Music critic Mischke: "Can live well with nine symphonies"

Joachim Mischke, music reviewer of Hamburger Abendblatt, takes a rather critical view of the use of AI in classical music: "I think it's difficult and not legitimate", he says with regard to the new AI Beethoven Symphony. Beethoven's genius and his ingenious ideas are not something that an AI can imitate. "There are many unfinished pieces that stand on their own," says Mischke. A well-known example of this is Bach's "Art of the Fugue". And there are many classical works that were finished by a second composer. A well-known example is Mozart's Requiem. Here, however, it is known where Mozart ends and Saleri begins. "I would rather keep my hands off playing fate here" advises Mischke, who wrote a canon about composers in 2020, "I can also live very well with nine symphonies by Beethoven."

Professor Eckart Altenmüller, director of the Institute for Music Physiology at the Hanover University of Music, also takes a rather critical view of AI compositions. He is one of the leading researchers in the field of neurophysiology and neuropsychology of musicians. His most recent non-fiction book "Vom Neandertal in die Philharmonie" (From the Neander Valley to the Philharmonic) deals with the question of why humans cannot live without music.

Scientist Altenmüller: "If you do it this way, it's boring"

He also takes a rather critical view of the final composition of unfinished symphonies by an AI: "Of course, you can feed an AI with the composer's musical language and then bring it to the end, but the special thing about a masterpiece is that it regularly breaks through regularities. An AI first has to manage to break through these rules in such a way that it makes sense to humans. And that a docking with our emotional household is possible for us humans."

Altenmüller is familiar with the already published excerpts from the "artificial composition" of Beethoven's Tenth. "You can do it that way, but it's boring," he thinks. "Listening to music is an active, learned process in the brain that creates meanings when processing this acoustic information." Turning a piece of music into a work of art, he says, is about playing with listening expectations. According to Altenmüller, they have to be "deceived at the right moment". Listeners find this pleasant and rewarding. "When I listen to a piece of music, I never know exactly what will happen next.
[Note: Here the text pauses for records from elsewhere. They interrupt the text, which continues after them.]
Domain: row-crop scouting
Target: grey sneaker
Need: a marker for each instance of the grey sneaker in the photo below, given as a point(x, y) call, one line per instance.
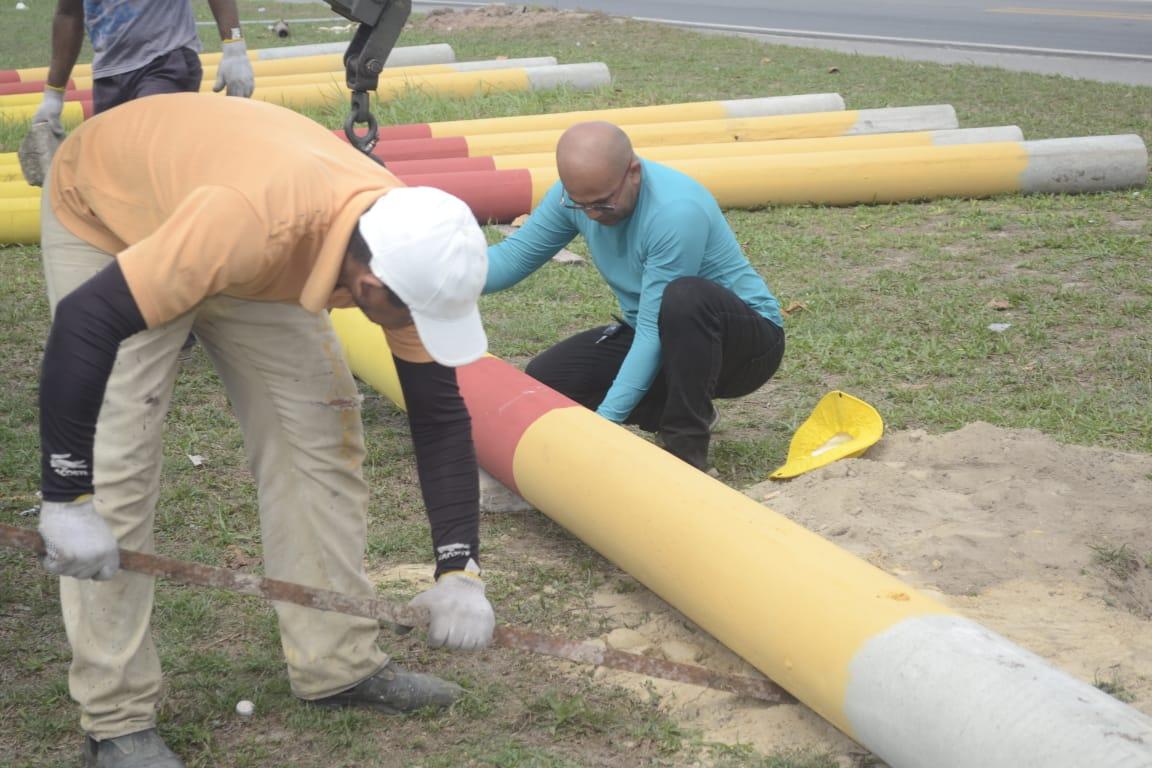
point(138, 750)
point(714, 421)
point(396, 691)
For example, the brain expects a certain fourth chord after three chords, and a good composer changes the fourth chord and thus has an unprecedented chord turn in it," the brain researcher explains. According to Altenmüller, this "reset" is associated with learning, and the reward hormone dopamine is released. "This also applies to the other times when we listen to this music. Because we can store the admiration for these turns," he explains.

There always come the personal memories of when you first heard this music. "That can't be recreated with an AI, because it's individually different," Altenmüller explains, "there are a number of electronic music compositions, but they're always a bit boring because it doesn't dock with biographical experiences." Nevertheless, there is progress in artificial compositions: "The software for artificial music composition is getting better and better, but today it's still the case that a trained listener recognises where the computer comes in." But if AI continues to develop as fast as it has so far, it is possible that we will soon no longer hear any differences between music composed by humans and AI music.